Container-optimized Google Compute Engine images

Overview

This is an Open Preview release of containers on Virtual Machines. As a result, we may make backward-incompatible changes and it is not covered by any SLA or deprecation policy. Customers should take this into account when using this Open Preview release.

Google Compute Engine is extending its support for Docker containers. This release is a Preview release of a container-optimized OS image that includes Docker and a Kubernetes Kubelet—an open source agent to manage containers.

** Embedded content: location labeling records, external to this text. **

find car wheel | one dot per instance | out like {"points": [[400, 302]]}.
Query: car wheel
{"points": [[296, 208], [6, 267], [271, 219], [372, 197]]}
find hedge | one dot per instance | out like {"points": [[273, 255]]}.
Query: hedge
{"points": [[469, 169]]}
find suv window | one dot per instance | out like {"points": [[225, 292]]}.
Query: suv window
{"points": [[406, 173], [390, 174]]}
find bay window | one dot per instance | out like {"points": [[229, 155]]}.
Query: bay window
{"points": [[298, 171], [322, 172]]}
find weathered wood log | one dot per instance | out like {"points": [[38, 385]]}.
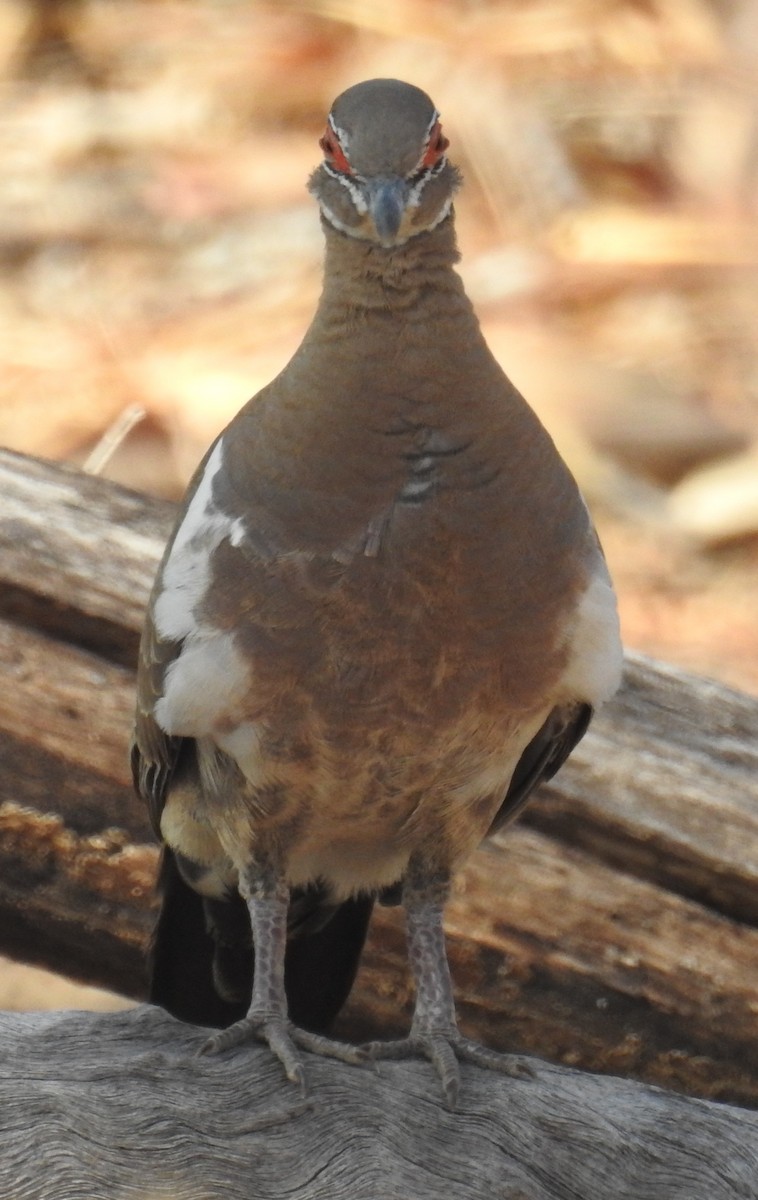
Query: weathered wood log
{"points": [[120, 1105], [617, 931]]}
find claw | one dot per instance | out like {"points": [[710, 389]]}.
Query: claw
{"points": [[282, 1039], [444, 1051]]}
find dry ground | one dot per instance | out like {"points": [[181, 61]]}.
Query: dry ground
{"points": [[162, 256]]}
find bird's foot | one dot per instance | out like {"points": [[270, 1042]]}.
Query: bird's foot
{"points": [[283, 1038], [444, 1049]]}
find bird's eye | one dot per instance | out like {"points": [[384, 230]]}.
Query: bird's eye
{"points": [[334, 153], [437, 145]]}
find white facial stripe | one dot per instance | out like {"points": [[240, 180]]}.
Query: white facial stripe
{"points": [[356, 196]]}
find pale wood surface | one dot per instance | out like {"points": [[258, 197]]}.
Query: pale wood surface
{"points": [[118, 1105], [613, 929]]}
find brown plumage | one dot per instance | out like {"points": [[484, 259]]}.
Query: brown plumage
{"points": [[383, 619]]}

The container OS image includes:

Debian 7.
The Docker runtime. To learn more about Docker, visit www.docker.io .
An open-source metadata framework and the Kubernetes Kubelet —a lightweight agent to create and manage containers based on the metadata.

Get involved

We encourage you to be involved in the development and design of the image and the related open source projects:

Give early feedback and talk with the community (including the developer team) on the google-containers mailing list .
Ask development and best practices questions on Stack Overflow .
Browse and contribute to the Kubernetes project on GitHub .
Chat with the community on IRC .
Nominate a project for our early adopter program for companies.
For questions about Docker images or with Docker in general, we encourage you to join the very active Docker community .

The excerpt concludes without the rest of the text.